Why a spike in global steel prices is good for the Indian Steel Industry!



The global steel market has been experiencing a steady rise in prices since June 2017. With various reasons attributed to this price rise, the presiding one is the gradual cutback in production by China’s steel sector. As one of the largest producers and consumers of steel in the world, the Chinese steel industry’s course is a catalyst for price movements in the global steel industry.

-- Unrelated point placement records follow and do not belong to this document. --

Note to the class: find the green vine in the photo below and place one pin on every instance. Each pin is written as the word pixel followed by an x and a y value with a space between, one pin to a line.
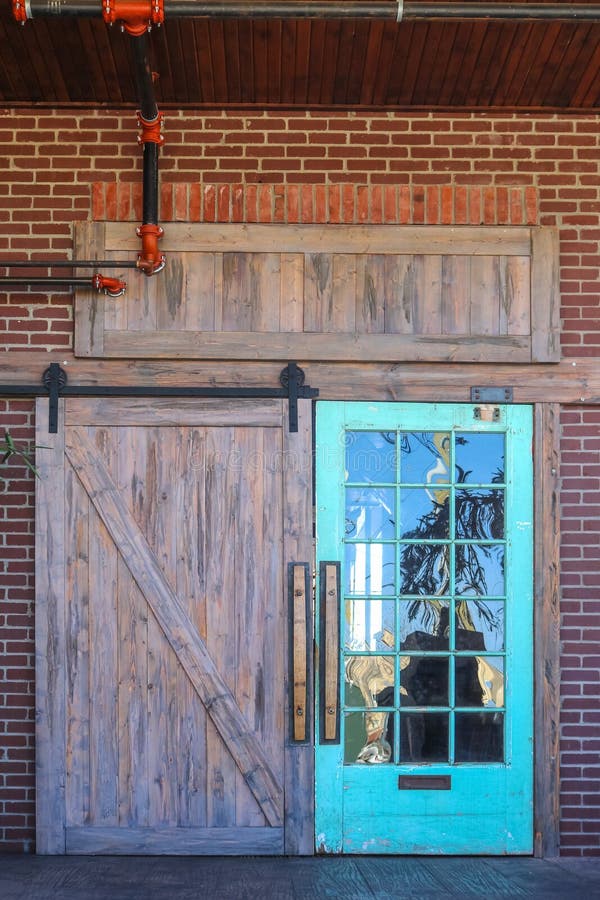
pixel 10 449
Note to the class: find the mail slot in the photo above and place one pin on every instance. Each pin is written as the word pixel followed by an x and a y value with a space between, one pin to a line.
pixel 424 782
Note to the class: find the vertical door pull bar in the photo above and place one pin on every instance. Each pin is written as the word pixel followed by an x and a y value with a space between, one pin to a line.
pixel 298 582
pixel 330 650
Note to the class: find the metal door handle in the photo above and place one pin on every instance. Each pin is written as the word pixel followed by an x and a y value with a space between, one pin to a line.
pixel 298 587
pixel 330 650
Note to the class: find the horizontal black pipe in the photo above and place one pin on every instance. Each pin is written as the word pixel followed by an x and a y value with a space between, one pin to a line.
pixel 336 9
pixel 68 264
pixel 49 281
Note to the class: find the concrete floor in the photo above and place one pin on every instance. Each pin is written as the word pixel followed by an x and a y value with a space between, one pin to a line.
pixel 350 878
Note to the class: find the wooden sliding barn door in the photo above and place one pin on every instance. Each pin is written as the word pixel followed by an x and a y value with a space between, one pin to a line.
pixel 164 532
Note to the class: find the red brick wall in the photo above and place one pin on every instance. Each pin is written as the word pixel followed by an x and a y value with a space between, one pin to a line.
pixel 56 169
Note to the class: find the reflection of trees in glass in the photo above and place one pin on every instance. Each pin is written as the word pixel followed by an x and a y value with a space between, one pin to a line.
pixel 425 567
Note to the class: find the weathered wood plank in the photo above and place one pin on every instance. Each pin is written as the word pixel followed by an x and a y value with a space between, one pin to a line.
pixel 157 520
pixel 176 841
pixel 90 243
pixel 260 676
pixel 191 590
pixel 291 304
pixel 184 639
pixel 402 289
pixel 251 292
pixel 298 547
pixel 222 472
pixel 132 632
pixel 370 294
pixel 174 411
pixel 77 646
pixel 484 291
pixel 515 306
pixel 50 647
pixel 456 294
pixel 282 346
pixel 252 238
pixel 545 295
pixel 103 658
pixel 547 629
pixel 188 289
pixel 572 381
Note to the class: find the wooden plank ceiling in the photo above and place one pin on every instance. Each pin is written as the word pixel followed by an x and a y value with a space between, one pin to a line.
pixel 448 64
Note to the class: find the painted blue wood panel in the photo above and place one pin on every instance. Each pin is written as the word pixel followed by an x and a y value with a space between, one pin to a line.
pixel 489 807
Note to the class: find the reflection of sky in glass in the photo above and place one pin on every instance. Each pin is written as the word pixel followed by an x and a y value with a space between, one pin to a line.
pixel 369 625
pixel 370 513
pixel 369 569
pixel 479 457
pixel 424 456
pixel 479 570
pixel 415 504
pixel 424 569
pixel 480 514
pixel 370 456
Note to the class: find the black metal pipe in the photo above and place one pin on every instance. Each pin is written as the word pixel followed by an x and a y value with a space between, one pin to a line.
pixel 336 9
pixel 68 264
pixel 49 281
pixel 150 185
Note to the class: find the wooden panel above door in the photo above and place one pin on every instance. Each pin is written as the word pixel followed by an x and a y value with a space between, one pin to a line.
pixel 345 293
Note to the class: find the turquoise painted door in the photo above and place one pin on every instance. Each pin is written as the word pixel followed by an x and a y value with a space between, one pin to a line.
pixel 425 695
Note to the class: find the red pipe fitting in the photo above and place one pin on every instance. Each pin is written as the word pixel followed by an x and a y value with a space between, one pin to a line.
pixel 151 131
pixel 150 261
pixel 136 16
pixel 20 11
pixel 114 287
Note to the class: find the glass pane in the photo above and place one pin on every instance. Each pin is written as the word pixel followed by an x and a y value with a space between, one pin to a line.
pixel 370 513
pixel 479 515
pixel 423 737
pixel 369 569
pixel 479 737
pixel 369 680
pixel 425 569
pixel 423 625
pixel 370 456
pixel 479 570
pixel 479 458
pixel 424 513
pixel 480 625
pixel 479 681
pixel 367 737
pixel 425 457
pixel 424 681
pixel 369 625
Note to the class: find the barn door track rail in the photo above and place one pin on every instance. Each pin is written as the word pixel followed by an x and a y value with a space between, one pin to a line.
pixel 54 385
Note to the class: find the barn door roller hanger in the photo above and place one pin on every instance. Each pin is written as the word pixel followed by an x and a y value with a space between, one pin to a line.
pixel 54 384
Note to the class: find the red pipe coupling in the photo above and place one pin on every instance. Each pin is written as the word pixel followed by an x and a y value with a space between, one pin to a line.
pixel 151 131
pixel 114 287
pixel 150 260
pixel 136 16
pixel 20 11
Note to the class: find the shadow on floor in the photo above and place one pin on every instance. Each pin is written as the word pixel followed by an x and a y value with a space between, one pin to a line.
pixel 350 878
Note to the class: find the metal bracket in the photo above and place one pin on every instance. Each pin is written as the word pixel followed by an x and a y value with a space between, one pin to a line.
pixel 491 395
pixel 54 382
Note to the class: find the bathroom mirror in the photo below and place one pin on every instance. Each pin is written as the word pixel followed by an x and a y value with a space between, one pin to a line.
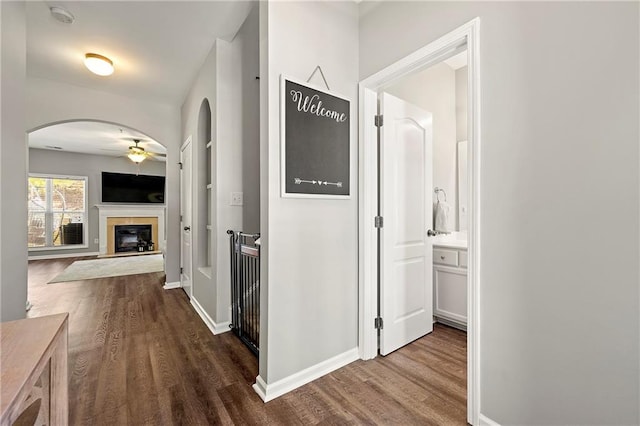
pixel 462 186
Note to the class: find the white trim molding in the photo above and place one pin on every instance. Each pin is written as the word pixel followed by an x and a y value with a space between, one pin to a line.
pixel 172 285
pixel 214 327
pixel 486 421
pixel 465 36
pixel 271 391
pixel 62 256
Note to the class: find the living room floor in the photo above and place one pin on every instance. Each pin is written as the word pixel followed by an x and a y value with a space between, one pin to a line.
pixel 139 354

Reports from the ICRA, an independent credit rating organization, have found that Indian steel prices have increased 10% since June 2017. The factor that has most heavily influenced this rise in steel prices is the Chinese government’s move to tackle surplus domestic production. Sitting on a surplus capacity of 300 MT, the government has closed down units capable of producing 42 MT between  January-May 2017, in addition to the 65 MT facilities they shut down last year. The mixture of sustained demand and restricted supply is what is contributing to the momentum in steel prices.

Taking a cue from international trends, Steel prices in India have risen by 10% despite a modest 4.4% growth in domestic demand. A 66% rise in exports from domestic steel mills is a further indicator of the resurgence of India’s Steel industry after a rather modest 2016. Steel mills in India have been able to register a 7% growth in production according to the ICRA report. All these signs point to a comfortable road ahead for the foreseeable future. 

As a member of India’s Steel industry, Agni Steels is optimistic and excited to get to work on the fresh opportunities and challenges that the rising demand will bring.